Além dos minicursos, eventos de dia de campo e intercâmbio de conhecimentos também serão realizados ao longo do projeto. No último dia 26 de março, foi realizado um dia de campo sobre boas práticas de manejo da cultura da maracujá e da manga na propriedade de Kênia Paula Borges, do assentamento Bom Sucesso II. O pomar de maracujá já estava iniciando a produção e o pomar de manga se encontrava na fase de formação de copa.

Junto com as ações de transferência de tecnologia, a Embrapa Cerrados tem realizado, desde o início do projeto, a avaliação dos impactos econômicos, sociais e ambientais nas propriedades participantes. Especialistas da Unidade, juntamente com os técnicos parceiros, têm realizado entrevistas com os agricultores para levantar informações sobre os conhecimentos, as motivações e as vantagens e desvantagens de se produzir frutas com irrigação na região, além de aspectos econômicos, sociais e ambientais relacionados ao desenvolvimento regional.

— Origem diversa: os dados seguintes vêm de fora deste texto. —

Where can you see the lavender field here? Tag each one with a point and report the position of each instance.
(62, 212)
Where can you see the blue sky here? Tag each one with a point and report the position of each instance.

Faleiro observa que projetos estruturantes de desenvolvimento regional envolvem recursos públicos e parcerias público-privadas, havendo portanto um custo para a sociedade. “Por isso é importante que nesse processo se faça uma avaliação no início, no meio e no final do projeto. Precisamos mostrar os impactos das ações de transferência de tecnologia, de capacitação, de desenvolvimento e de políticas públicas e se elas de fato chegaram ao objetivo final, que é melhorar a qualidade de vida dos produtores e contribuir para o desenvolvimento regional”, justifica.